I'm feeling very sorry for myself so I apologies for the self indulgent moan coming up.

Still no period after having the coil removed - 60 days now. I phoned Leicester again last week as I knew the lovely nurse that I'd initially see there was back off of holiday. She was lovely again and said she would speak with the consultant and get back to me but I've heard nothing, I'll call again first thing tomorrow. I've had two sessions of acupuncture - to no avail - I have a third booked for this week but I think I'll probably cancel.

One thing that's really concerning me is my temperature. I've been charting for a couple of months (although not religiously) and it would seem my average temp (taken first thing) is about 35.5 and has been as low as 35.1. It has occasionally go up to the high 35's even to 36.1 but there's not enough of a pattern emerging to establish if this is due to ovulation. I have, of course, been using Mr Google to scare myself silly and feel thoroughly pants about the whole thing. There seems to be a strong link with thyroid function, low BBT and infertility. I have a history of thyroid probs - overactive (Graves Disease) rather than underactive  - which have been under control for many years (currently on no medication and my thyroid is intact). I still have regular blood tests which come back within normal range but I do have many of the symptoms of an underactive thyroid. 

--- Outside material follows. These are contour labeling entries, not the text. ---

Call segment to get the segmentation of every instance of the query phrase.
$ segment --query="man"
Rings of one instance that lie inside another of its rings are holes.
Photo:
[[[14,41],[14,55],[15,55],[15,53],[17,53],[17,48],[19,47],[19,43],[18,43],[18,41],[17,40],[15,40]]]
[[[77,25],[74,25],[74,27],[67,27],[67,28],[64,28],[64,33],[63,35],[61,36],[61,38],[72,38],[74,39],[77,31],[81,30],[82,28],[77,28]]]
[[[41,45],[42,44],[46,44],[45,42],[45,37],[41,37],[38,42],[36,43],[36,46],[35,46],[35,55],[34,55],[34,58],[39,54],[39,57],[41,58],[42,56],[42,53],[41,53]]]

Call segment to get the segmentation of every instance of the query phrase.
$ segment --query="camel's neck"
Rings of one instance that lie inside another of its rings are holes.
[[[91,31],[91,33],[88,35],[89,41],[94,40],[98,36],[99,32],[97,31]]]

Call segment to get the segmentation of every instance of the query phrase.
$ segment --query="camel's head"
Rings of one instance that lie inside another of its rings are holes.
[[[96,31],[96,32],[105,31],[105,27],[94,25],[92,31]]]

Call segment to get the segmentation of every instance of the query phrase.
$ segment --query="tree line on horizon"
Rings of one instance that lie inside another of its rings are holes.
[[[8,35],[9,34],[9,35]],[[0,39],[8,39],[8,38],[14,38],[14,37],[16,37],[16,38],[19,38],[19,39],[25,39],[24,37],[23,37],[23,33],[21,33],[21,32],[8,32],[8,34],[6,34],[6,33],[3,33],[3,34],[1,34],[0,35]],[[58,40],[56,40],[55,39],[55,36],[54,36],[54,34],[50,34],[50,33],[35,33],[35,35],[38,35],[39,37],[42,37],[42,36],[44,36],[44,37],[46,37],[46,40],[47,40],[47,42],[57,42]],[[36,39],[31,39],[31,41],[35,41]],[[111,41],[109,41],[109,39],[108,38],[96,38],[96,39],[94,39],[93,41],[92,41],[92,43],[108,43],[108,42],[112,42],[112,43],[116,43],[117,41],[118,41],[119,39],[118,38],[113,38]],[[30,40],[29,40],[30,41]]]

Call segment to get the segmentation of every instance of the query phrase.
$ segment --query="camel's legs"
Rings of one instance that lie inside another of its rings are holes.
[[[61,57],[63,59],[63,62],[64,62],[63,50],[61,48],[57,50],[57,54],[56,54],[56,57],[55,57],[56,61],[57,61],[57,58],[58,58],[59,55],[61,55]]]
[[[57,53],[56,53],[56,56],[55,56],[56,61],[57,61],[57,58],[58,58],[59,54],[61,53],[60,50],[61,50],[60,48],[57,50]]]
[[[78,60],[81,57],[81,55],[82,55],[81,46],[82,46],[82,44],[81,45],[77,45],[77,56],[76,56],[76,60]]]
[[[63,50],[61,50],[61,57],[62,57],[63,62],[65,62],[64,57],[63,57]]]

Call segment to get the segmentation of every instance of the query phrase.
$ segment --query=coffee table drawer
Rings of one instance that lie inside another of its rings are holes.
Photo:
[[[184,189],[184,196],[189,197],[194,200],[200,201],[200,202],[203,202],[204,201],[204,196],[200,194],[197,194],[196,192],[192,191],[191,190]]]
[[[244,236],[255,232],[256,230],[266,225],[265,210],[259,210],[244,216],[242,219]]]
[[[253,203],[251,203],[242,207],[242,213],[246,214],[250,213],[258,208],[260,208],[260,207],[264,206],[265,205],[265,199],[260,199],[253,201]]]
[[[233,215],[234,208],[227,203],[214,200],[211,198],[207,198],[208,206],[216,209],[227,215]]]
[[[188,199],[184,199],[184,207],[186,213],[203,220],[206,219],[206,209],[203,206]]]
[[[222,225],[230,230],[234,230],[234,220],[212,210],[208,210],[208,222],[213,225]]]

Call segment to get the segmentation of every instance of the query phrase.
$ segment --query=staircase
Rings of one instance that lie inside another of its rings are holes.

Does anyone have any suggestions as to what tests I can ask the clinic to carry out? I know I'm at the start of all this and the lack of a period could just be due to my body sorting itself out after 8 years with a Mirena but if there are problems I would far rather find out sooner than later. I'm also concerned with the possibility of immune problems bearing in mind my history of Graves Disease and Endometriosis.

I'm going to post this on the Ask a Nurse section would love some input from the wealth of experience on here.

E x


----------



## dottiep

Hi Esperanza - have you had T4, TSH & Thyroid Antibodies tested?

Dx


----------



## Elpida

Hi Dottie 

My T4 and TSH are all within normal range and have been for year - I get them tested every 3 months and go to the thyroid clinic once a year (next appointment not until next July) and have my next blood test next week. I've not had my antibodies tested since I was first diagnosed as the thyroid clinic prefer to treat based on the above levels. It's one I could ask my GP for I suppose - if I'm positive for them does that have implications for fertility do you know? The Graves Disease was treated with Carbimazole which (as far as I understand it) tackles the antibodies as well as lowering T4.

E


----------



## dottiep

Esperanza

My T4 and TSH were all within normal levels too but I tested positive for high thryroid anitbodies.  In answer to your question, yes this can have a huge impact on fertility and therefore success rates of IVF. From what I understand (from Google research, research on here & my consult with Dr ******* on Harley St Miscarriage Clinic) the antibodies themselves aren;t the problem - theissue is that they can often be a marker for other immune issues, most notably high nk cells. I therefore had the nk cell activity test done which luckily came back normal.  Dr ******* recommended steroids for me anyway.
Let me know if you want any more info.

Dx


----------



## Elpida

Thanks Patterdale - the GP have said to wait 4 months! Not helpful at all,  but I had a call from the lovely nurse at Leicester today and they're sending me a px for Norethisterone which should kick start things a bit. Also the Law of Sod should help things along as I have a trip to Berlin next week for a conference.

Dottie, I have my T4 and TSH blood test tomorrow, I'll ask the nurse if she can add the antibody test, if not I'll request it next time I see a Dr. The immune thing really worries me as there's my maternal grandmother had problems with her parathyroid and my mother had endometriosis (as do I) and there's some evidence that this has some link with immune difficulties. I'm trying not to get too far ahead of myself - I've not even managed my first IUI yet - but also don't want to waste time and treatment opportunities if you know what I mean.
It's good that you're T$ and TSH levels are normal despite the presence of antibodies - do you have them checked regularly?


----------



## lulumead

Hi Esperanza, any sign of AF?

Both counsellors at my clinic are off so definitely not going to be ready for this cycle, now that I know I feel ok.  Think I need to do some more thinking about donors before then anyway which talking to the counsellor might help me with. Might be able to get going in late november.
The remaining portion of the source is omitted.